I think it's important for people to realize that companies like this who make products like zo are counting on a particular segment of the market--people who don't know much about the inner workings of audio or how to surgically tweak parametric EQ's to absolute perfection (subjective to each person's ideal sonic signature, of course), or people who just don't want to bother with having to learn all the pro audio knowledge and apply them to what is merely a hobby. So, $100 seems like good solution because it doesn't require any learning and experimenting--it's a simple and quick fix, even if it's a flawed one.

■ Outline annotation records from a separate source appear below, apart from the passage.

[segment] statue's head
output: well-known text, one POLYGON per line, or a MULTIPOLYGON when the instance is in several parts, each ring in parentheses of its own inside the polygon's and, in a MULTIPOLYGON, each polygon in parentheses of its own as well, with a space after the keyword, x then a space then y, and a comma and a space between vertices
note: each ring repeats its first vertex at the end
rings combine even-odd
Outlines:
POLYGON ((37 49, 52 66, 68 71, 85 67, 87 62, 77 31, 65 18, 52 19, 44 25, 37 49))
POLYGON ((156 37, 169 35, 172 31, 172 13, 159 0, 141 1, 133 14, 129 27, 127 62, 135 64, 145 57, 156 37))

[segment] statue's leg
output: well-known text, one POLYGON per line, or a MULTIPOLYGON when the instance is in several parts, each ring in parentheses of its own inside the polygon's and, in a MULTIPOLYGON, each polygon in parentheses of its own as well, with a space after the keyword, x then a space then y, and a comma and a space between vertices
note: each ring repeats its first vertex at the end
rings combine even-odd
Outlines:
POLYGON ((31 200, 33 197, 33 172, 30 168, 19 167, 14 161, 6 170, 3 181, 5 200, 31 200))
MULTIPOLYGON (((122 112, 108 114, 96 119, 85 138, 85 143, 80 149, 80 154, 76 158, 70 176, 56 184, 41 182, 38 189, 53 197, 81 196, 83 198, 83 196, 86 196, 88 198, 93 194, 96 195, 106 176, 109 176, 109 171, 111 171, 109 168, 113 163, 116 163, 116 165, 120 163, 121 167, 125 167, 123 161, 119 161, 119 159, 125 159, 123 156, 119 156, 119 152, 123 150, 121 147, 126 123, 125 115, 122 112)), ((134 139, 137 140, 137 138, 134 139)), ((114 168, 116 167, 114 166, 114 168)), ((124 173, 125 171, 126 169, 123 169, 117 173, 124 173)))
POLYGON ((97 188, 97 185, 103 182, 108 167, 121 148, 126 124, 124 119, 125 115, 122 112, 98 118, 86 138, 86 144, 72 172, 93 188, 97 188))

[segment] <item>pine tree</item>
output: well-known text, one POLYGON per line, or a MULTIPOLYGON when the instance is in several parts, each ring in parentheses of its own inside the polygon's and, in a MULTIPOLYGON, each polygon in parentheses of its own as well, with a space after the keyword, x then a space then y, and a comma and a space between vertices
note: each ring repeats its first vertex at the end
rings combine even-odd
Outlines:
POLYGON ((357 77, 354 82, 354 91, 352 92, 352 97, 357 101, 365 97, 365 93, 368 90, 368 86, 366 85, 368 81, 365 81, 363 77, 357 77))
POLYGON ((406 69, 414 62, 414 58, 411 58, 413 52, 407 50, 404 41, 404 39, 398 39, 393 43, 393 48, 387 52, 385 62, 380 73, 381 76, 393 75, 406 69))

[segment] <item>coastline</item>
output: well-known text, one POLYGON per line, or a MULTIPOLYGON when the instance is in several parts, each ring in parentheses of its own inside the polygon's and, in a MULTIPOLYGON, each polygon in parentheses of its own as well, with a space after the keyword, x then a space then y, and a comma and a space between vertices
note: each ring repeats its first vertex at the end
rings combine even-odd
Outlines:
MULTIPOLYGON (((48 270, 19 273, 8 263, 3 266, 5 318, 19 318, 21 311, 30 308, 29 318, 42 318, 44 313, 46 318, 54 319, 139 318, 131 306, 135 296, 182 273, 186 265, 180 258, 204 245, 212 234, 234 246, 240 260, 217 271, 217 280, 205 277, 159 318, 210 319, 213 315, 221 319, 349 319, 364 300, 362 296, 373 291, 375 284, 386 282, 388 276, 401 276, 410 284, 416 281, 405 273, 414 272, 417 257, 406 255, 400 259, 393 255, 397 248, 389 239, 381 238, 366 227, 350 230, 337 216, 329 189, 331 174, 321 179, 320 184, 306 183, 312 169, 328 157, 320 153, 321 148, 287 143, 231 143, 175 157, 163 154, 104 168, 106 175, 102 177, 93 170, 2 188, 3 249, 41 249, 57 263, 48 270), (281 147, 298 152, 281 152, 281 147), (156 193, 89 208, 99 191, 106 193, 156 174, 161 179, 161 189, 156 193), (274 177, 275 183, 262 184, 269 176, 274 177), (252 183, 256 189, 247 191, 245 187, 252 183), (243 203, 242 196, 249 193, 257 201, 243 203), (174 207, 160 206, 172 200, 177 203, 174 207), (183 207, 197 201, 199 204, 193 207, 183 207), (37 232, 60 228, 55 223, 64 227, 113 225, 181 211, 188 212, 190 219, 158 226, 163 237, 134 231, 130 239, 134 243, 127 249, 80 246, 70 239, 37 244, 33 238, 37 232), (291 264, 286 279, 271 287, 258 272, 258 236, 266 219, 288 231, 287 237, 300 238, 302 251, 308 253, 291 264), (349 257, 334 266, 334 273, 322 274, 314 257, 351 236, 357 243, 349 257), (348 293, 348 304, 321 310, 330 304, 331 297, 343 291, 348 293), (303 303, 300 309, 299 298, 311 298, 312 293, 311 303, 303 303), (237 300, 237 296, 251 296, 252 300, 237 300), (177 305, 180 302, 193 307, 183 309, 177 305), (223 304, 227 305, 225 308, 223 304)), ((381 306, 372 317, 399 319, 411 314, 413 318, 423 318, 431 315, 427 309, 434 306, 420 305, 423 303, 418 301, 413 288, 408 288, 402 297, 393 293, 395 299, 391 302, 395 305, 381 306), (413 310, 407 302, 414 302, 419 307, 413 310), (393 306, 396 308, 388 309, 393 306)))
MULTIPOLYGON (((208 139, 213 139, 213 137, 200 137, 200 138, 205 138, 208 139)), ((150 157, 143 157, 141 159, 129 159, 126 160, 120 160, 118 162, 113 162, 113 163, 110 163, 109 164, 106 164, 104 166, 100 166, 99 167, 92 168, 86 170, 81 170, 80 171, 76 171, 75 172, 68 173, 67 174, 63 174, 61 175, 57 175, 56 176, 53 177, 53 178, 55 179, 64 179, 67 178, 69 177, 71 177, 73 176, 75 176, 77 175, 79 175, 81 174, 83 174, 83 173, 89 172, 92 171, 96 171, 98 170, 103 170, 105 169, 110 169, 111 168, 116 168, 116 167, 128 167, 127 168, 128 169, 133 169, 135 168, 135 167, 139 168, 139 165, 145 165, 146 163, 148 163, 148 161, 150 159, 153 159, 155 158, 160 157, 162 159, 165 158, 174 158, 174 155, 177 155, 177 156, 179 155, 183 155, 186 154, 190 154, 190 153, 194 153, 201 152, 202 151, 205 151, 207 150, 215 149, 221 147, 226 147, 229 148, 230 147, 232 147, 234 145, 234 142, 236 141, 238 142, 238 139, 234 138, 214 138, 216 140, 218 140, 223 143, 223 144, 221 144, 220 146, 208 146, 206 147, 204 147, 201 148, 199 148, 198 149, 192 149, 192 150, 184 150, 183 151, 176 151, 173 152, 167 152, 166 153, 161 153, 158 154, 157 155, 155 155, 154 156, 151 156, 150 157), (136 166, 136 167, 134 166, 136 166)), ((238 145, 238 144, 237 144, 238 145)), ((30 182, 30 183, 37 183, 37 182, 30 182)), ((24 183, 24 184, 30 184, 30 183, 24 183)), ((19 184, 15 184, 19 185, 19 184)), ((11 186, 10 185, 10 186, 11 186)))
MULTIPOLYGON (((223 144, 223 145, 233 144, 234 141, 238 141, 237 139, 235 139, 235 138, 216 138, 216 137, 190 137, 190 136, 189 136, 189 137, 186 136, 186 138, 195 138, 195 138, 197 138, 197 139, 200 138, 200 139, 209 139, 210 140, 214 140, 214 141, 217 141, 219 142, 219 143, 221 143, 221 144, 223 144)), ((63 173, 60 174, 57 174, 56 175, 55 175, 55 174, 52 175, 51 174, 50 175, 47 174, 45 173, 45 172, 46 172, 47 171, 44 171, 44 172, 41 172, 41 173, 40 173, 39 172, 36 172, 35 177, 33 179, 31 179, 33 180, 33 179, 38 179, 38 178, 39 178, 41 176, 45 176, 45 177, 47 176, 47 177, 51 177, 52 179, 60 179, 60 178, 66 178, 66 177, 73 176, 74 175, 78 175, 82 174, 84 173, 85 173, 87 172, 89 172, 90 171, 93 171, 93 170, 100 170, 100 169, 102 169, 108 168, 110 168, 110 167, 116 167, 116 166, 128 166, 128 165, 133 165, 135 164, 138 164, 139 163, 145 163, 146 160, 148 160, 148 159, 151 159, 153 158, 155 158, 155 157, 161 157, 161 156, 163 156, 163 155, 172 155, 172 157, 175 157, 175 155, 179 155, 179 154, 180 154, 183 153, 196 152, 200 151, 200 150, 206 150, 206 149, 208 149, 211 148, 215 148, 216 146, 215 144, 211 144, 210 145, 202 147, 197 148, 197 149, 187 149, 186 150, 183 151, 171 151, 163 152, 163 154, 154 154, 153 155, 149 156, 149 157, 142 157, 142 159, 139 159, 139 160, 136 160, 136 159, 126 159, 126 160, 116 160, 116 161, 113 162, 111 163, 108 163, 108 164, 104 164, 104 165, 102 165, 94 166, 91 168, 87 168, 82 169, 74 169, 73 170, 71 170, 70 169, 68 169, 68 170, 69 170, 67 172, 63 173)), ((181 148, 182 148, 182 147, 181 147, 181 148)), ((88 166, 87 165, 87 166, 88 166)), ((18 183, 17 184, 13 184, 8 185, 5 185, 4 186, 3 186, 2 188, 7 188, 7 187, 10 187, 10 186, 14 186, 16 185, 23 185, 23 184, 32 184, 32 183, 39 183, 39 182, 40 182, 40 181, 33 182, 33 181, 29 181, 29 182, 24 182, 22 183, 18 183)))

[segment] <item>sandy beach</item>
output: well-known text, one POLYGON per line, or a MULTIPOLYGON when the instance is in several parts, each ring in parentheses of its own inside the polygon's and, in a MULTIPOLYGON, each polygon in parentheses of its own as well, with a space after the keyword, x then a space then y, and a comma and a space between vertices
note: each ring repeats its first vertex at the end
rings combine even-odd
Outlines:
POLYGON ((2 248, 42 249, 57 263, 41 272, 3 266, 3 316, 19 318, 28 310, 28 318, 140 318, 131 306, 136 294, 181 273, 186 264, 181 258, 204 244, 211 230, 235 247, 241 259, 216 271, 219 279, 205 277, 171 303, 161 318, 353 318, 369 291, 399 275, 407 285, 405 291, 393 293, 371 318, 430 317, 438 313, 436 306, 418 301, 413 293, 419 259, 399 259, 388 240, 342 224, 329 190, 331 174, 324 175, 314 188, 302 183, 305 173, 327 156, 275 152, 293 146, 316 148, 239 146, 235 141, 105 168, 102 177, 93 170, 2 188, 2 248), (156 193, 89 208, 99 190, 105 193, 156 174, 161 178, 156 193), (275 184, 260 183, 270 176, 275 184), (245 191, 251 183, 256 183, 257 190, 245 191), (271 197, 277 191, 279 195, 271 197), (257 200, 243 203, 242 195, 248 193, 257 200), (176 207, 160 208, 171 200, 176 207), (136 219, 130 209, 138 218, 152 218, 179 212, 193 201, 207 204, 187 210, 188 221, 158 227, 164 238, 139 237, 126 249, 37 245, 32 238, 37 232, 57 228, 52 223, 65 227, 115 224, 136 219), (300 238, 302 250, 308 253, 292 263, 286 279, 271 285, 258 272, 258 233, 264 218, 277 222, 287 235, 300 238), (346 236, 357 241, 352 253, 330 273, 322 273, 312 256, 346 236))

And they're right of course, because to most people, listening to music is just a hobby--it's not like they are passionate composers/musicians who live and breath and die by their music, and have dedicated all their time and energy and their entire lives to the art of sound. That is how consumer electronics work--that's what the market is all about--simple and easy and without too much thinking/learning. But what I don't like when companies make claims about things that can't possibly happen because it's against the laws of physics. Some headphones and speakers just aren't capable of sounding like there's a subwoofer strapped to the head due to their driver's limitations, and fixed presets are just way too colored since they can't possibly know which model of headphone you'd be using it on. So let's say you have a pair of headphones that's got a prominent hump in the 125Hz region, but it also starts rolling off at around 70Hz in a sharp slope. As soon as you engage zo's preset EQ curve, you're going to push that 125Hz region waaaaay up and you'll get this ridiculously colored and unbalanced sound. A far better alternative would be to use a parametric EQ and do a low shelf boost that matches the sub-bass roll-off slope of that headphone, and also do a dip right around 125Hz to counter that bass hump so it actually sounds balanced and accurate. FIXED EQ PRESETS CANNOT POSSIBLY CATER TO YOUR SPECIFIC HEADPHONE'S FAULTS, and that is the most glaring issue with products like these. It's like prescribing the same medication to everyone, regardless of how different their illnesses are. It doesn't make a whole lot of sense to people who have some understanding of audio and wants accurate and balanced sound.